Oil will no doubt be discussed when Trump meets Xi in Beijing at the end of this month

Trump’s words, spoken just before markets closed, were oil on troubled waters. US stocks immediately regained their earlier losses while oil futures, which had surged above $119 over the weekend, fell below $90 a barrel. At his State of the Union address last month, Trump boasted about cheap gas prices. He knows that his greatest political danger is at the pumps. This is why he ordered that an additional 100 million barrels of oil would be extracted from a now-supplicant Venezuela, although it’s unlikely the country has the infrastructure to meet that demand. 
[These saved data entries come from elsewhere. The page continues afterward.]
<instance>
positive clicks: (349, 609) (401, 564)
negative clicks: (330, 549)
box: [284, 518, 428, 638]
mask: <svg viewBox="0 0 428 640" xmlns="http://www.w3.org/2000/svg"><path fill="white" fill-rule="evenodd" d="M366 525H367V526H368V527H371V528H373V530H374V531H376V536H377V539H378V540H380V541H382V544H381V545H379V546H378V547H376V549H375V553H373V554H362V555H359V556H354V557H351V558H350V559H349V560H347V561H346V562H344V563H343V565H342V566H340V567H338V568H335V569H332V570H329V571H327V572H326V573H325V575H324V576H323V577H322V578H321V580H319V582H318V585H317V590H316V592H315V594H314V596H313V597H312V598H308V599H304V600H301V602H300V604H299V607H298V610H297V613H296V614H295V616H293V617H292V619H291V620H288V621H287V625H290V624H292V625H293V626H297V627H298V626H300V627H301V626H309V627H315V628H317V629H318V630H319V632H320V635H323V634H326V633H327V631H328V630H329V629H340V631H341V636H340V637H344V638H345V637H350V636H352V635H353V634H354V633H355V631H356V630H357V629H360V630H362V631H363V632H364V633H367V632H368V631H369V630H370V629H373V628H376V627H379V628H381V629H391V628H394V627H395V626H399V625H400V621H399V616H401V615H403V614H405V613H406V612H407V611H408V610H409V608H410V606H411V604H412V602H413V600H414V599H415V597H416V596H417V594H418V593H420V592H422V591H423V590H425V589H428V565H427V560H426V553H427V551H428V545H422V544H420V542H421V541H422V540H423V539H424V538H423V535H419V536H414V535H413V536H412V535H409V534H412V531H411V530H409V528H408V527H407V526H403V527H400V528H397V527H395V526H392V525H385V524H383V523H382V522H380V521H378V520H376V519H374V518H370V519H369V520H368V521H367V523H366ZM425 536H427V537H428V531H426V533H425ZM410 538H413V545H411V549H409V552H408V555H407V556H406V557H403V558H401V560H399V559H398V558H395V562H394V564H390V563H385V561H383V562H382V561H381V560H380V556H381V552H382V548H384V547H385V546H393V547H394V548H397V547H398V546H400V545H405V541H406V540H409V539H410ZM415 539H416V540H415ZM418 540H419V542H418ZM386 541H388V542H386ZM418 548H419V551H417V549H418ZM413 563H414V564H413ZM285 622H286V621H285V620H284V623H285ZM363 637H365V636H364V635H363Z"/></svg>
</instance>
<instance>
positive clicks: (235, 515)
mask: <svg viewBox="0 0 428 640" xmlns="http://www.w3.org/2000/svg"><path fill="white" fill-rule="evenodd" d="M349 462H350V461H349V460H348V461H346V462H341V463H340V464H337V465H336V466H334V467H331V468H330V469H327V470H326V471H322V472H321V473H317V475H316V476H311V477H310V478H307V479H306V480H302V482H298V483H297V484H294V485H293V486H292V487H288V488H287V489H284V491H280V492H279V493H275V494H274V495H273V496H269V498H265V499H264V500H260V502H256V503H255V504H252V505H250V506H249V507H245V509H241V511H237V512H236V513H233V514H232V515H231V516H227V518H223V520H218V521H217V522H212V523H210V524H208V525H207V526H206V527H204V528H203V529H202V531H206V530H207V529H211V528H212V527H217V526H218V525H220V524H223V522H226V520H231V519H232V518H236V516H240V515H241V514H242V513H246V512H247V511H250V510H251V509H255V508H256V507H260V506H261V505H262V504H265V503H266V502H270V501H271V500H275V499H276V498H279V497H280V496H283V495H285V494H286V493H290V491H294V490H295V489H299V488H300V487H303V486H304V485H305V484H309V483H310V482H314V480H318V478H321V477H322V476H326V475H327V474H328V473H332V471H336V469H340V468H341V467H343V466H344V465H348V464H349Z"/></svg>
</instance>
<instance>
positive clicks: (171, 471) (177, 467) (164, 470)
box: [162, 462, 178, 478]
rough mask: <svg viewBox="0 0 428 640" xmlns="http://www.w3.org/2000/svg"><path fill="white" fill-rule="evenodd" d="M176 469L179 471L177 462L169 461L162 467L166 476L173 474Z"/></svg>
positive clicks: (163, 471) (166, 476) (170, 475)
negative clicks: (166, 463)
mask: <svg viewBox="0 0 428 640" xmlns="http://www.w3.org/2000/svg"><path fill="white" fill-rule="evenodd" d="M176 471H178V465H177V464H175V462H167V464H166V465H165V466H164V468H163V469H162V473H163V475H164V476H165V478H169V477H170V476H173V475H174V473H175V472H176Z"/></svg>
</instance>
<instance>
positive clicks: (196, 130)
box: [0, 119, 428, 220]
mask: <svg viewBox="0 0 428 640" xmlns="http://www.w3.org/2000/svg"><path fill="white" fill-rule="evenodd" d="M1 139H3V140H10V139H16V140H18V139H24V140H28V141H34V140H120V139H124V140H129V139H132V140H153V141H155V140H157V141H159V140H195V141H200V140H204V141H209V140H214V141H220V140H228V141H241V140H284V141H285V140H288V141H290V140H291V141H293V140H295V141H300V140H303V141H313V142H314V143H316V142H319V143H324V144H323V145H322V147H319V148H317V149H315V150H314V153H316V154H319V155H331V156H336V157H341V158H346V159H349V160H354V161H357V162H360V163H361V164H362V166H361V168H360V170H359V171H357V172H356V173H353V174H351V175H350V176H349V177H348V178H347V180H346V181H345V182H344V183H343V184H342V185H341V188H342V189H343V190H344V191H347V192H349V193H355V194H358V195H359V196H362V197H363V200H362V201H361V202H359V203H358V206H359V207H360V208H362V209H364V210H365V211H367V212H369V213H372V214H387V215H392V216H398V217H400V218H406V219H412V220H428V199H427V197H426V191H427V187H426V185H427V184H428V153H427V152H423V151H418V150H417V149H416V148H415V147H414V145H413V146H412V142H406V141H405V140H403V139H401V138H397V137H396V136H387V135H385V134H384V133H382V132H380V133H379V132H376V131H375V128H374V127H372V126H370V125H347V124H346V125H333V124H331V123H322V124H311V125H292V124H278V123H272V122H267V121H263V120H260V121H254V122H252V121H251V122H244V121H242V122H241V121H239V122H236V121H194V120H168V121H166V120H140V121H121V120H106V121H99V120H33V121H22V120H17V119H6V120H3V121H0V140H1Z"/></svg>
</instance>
Can the US Navy really defend every tanker in the Strait? Yesterday Trump boasted that Iran’s “navy is gone. It’s all lying at the bottom of the ocean – 46 ships. Can you believe it?” It’s unclear whether we can. Are all the small, swift attack boats that Iran uses to harass tankers gone as well? The Revolutionary Guard still has some stockpiles of rockets, drones and missiles that it can fire at vessels from shore. Trump is deploying a third aircraft carrier strike group to the region – the USS George H.W. Bush – just to make sure of American dominance. 

These days, Trump rightly commits little of Washington’s might for free. When asked if he was thinking of seizing Iran’s oil industry just as he has Venezuela’s, he said: “People have thought about it, but it’s too soon to talk about that.” In public, at least. Perhaps there will be a fee on ships that want to pass through US-defended waters. But this huge US naval presence will serve another purpose: clamping down on the shadow fleet that supplies China with black market energy. 
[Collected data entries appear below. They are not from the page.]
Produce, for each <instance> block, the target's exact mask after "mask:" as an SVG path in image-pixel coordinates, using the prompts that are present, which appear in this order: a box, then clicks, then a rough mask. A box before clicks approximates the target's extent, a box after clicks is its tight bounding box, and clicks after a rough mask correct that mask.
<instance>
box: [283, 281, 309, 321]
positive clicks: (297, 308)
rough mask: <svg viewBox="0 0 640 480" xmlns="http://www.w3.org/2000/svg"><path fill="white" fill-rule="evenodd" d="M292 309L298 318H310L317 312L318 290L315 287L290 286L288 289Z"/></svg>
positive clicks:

“We’re really helping China here and other countries, because they get a lot of their energy from the Strait. But look, we have a good relationship with China. It’s my honor to do it.” President Xi may have detected a twinkle in Trump’s eye – it’s an honor the Chinese leader knows he will end up paying for. China imports an estimated 90 percent of Iran’s oil supply at a steep discount thanks to US sanctions. Around 50 Chinese-flagged ships are currently unable to enter the Strait. 

Oil will no doubt be discussed when Trump meets Xi in Beijing at the end of this month. By then, Trump may have a stranglehold on Iranian production – just as he has on Venezuelan oil. China imported around 75 percent of Venezuelan oil in 2025 but exports to Beijing have fallen by three quarters since Nicolàs Maduro’s rendition.
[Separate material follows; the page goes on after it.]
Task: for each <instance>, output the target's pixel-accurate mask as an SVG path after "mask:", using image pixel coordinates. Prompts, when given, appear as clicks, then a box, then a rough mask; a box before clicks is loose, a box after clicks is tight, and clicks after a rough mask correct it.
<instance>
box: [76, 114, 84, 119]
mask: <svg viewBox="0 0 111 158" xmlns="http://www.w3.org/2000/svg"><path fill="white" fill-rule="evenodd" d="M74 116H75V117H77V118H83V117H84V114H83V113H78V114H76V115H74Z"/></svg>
There are a dizzying number of geopolitical factors at play. Trump spoke to Vladimir Putin yesterday morning and later at his press conference said he was going to remove oil sanctions on some countries, although didn’t specify which ones. “We’re going to take those sanctions off until this straightens out. Then, who knows, maybe we won’t have to put them on – there’ll be so much peace.” Reuters reports that Trump may ease sanctions on Russia. If he does, the usual shrill voices will accuse him of capitulating to a dictator that he admires. But Trump knows that to wean the Russian economy off war with Ukraine, Putin needs an alternative source of revenue. And this will be a source controlled by America. If it works.   

While Trump claimed that action against Iran will be over “soon, very soon,” in all likelihood the fighting will shift to the Strait. A war for regime change has quickly morphed into one of global economic management. We may soon be seeing a new shipping lane: the Strait of America.